One Minute With…
Hi Seth, thanks for taking time to chat with One Minute With. Tell us a little bit about yourself and your work.
I’m a designer in the Washington, DC area. I’m drawn to typography, illustration, and branding, but overall I just want to do good, meaningful work with lasting value. I’ve been practicing professionally for a while, but I don’t feel like I have anything figured out yet. I didn’t get a great formal design education, which makes me self-conscious at times, but also drives me that much harder, since I know I’m at a disadvantage. I’d like to think that I’m a bit of a late bloomer and I’m just starting to hit my stride. I hope to still be churning out work in my 80′s like Paul Rand, or Seymour Chwast and Milton Glaser.
Walk us through a typical day in the life of Seth Nickerson.
I like to start every morning by waking up. It’s a great way to start the day. After that, I eat a large breakfast and lament the fact that I have to face traffic in a car instead of commuting by jetpack. The commute does give me a chance to listen to music or podcasts though, so it’s not all bad. Usually the office is quiet in the mornings, so after I take a few sips from the Internet Firehose, I try to use that to my advantage by allowing myself to get absorbed in a project. There’s no specific routine after that, but distractions and interruptions always seem to abound in the afternoon. In the evening, I spend a little time with my kids and then usually work until tiredness overcomes me or I force myself to stop and go to bed. My evening work is split between freelance design and helping my wife with the photography business that she runs. In the gaps, I try to fit some reading, sketching and exercise in, usually failing.
How did you get your first design client?
Well, I guess the first-ever “design” project I did for a client was laying out the award certificates that the local elementary school handed out at the end of the year, when I was maybe 15 years old. I can’t recall for sure, but I think my mother was instrumental in helping me land that gig. Thanks Mom.
How do you approach a new project? What’s your design process like?
It depends on what it is, but if possible I like to take a few days and just think and do research. I find that thinking about a design problem while I’m doing routine things during the day usually generates better ideas than trying to force the thinking only while I’ve got a pencil or mouse in my hand. Then I sit down and commit some of those ideas to paper or the screen. I usually go back and forth between sketching on paper and on the computer. Each feels like it opens up its own directions and possibilities, and when I’m using only one or the other it can feel limiting.

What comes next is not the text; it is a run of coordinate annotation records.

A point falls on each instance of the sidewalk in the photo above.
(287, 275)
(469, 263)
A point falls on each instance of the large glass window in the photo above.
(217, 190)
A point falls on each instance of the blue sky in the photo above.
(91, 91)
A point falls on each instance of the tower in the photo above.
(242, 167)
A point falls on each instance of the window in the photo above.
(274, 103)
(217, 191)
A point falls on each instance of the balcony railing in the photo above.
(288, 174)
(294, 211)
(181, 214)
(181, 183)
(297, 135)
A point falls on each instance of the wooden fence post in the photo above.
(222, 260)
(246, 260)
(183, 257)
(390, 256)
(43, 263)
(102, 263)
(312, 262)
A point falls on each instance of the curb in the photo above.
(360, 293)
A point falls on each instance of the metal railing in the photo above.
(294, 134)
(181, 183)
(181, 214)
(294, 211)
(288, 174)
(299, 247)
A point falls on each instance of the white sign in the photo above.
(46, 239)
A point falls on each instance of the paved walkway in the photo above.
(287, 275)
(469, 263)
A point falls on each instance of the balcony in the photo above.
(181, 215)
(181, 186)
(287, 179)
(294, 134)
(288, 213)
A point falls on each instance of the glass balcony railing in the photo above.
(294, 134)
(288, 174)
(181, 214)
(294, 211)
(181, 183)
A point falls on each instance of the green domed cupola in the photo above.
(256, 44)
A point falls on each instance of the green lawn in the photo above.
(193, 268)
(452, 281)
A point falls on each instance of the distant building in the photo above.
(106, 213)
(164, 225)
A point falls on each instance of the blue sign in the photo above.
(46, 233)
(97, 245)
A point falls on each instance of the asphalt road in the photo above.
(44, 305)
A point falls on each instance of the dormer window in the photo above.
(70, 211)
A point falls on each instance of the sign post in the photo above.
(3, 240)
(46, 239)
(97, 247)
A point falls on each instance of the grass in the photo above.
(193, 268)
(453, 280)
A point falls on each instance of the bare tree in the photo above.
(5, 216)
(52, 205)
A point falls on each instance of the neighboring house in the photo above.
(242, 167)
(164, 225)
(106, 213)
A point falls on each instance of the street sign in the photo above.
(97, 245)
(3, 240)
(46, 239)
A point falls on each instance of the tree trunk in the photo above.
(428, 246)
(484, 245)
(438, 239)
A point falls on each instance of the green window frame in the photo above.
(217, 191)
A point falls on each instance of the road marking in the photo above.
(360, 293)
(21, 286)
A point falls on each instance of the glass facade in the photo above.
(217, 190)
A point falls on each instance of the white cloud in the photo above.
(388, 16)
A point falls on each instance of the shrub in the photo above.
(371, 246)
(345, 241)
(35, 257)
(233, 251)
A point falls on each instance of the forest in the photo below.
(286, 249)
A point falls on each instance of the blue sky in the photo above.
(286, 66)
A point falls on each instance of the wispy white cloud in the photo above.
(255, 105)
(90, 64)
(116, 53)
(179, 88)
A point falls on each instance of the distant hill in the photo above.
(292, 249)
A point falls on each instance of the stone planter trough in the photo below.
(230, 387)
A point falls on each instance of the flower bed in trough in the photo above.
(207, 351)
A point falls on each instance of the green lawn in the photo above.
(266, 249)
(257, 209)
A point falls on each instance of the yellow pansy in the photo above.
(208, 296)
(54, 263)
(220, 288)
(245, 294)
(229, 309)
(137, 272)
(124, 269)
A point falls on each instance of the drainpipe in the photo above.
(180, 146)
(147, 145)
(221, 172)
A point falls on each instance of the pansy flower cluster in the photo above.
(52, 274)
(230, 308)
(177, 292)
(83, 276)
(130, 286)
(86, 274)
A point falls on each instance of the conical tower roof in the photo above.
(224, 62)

It’s easy to stray off target from what the project calls for, so to reign myself in, I write some key words or phrases in the margin. Doing some word association based off of those key words can work wonders, too, in helping to visualize or combine concepts. Then I always go back at some point and think critically about the work, trying to look at it from different points of view and justify each decision. I never want to be caught off guard by a client asking why some choice was made.
Your work has a quirky, retro feel to it – The perfect blend of the old and the new. Where do you get inspiration from?

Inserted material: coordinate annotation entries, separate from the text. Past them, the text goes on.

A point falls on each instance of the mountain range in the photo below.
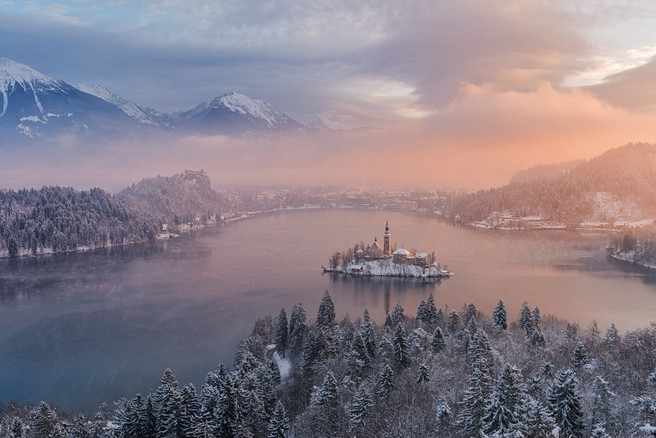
(35, 106)
(618, 186)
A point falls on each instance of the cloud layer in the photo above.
(453, 94)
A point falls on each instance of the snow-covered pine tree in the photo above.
(438, 343)
(500, 317)
(479, 348)
(189, 410)
(440, 319)
(169, 401)
(297, 329)
(471, 314)
(580, 355)
(546, 369)
(368, 332)
(475, 400)
(601, 411)
(358, 360)
(77, 430)
(42, 421)
(326, 313)
(453, 323)
(278, 426)
(397, 316)
(525, 321)
(599, 432)
(423, 374)
(444, 419)
(361, 405)
(132, 418)
(385, 382)
(328, 392)
(538, 422)
(612, 337)
(282, 333)
(16, 428)
(537, 339)
(565, 404)
(537, 318)
(386, 348)
(401, 351)
(504, 412)
(421, 312)
(312, 351)
(431, 312)
(226, 411)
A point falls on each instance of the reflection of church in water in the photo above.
(376, 252)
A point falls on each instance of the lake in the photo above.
(78, 329)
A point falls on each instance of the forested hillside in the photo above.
(444, 373)
(181, 198)
(59, 219)
(617, 185)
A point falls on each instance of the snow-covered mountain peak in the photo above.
(12, 72)
(130, 108)
(239, 103)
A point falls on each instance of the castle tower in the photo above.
(387, 245)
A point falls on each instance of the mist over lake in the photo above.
(78, 329)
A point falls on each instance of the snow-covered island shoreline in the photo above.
(378, 260)
(388, 268)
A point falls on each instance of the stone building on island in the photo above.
(376, 251)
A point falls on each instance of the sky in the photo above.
(443, 93)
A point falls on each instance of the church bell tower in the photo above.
(387, 246)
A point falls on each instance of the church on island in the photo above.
(384, 261)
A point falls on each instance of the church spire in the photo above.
(387, 246)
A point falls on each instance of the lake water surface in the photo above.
(78, 329)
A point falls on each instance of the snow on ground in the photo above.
(284, 365)
(387, 268)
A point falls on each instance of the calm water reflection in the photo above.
(78, 329)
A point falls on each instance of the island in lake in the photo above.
(383, 261)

I’m still finding my style, but I’m a quirky person and I guess that comes out in my work. Chuck Close said “Inspiration is for amateurs; the rest of us just show up and get to work.” There’s a lot of truth to that, I think. There are some days when I feel more inspired to make things than others, but I think there are a lot of misconceptions today about inspiration and creative work. Influence and inspiration are two different things to me. Of course, I love poring over envy-inducing portfolios and design blogs, but I can just as easily feel inspired by reading Calvin and Hobbes strips, or listening to an album I love, or going to the library.
Much of your work ties in with the current design trend of retro hipster design. Did you knowingly fit in with the trend, or was it a natural evolution? And how important are trends to the progression of design, do you feel?
It’s hard to say. I think mostly it is a byproduct of that type of design playing to my strengths. I’ve always admired people who can strip something down to a simple but still distinguishable form. There’s also all this great design from past eras making its way online and getting easier to access, which has given me a deeper appreciation for design’s history. I like to evoke nostalgia in my work since it’s such a powerful feeling, but I try not to aim for vintage or retro for no reason at all. Hopefully it makes sense for the purpose of each design.
Trends in general are very important to design progress. “Trendy” design shouldn’t be a negative label, but it can be problematic when designers get overexposed to the same content and just use a popular trend as a shortcut for real design thinking.
You have worked pretty extensively with both web and print. Which medium do you prefer, and why?
I don’t think I have a preference. If I do, it will probably change next week. There are so many exciting things going on in web design right now, and I love that you can reach a much wider audience by designing for the web. But I like the finality of print, and it still affords more control.
What design tools could you not live without?
Technically, I don’t think I would drop dead without any of these, but here are some things I rely on:
Wacom tablets—I have one at the office and one at home. They’re not even the nice ones, but I have some carpal tunnel problems in my right hand and I’m naturally left-handed, so I alternate between the tablet and mouse.
Dot Grid Book
Scanner—Scanning sketches, old books, textures…it still gets a lot of use.
DSLR and macro lens—One of my favorite things has become documenting a printed piece with a macro lens or a prime lens.
And finally, what tips would you give to anybody who is looking to get started in design?
Observe everything around you. Experiment. Stay humble. Find things you love, then find out everything you can about them. Who created them? What else did they create? Try to go back to the source. Don’t worry about tools, worry about taste. Be nice to people. And lastly, don’t listen to people who give out lists of advice on the Internet.
Many thanks to Seth for sharing his thoughts with One Minute With. I really enjoyed his answers, and I hope you love the interview as much I do!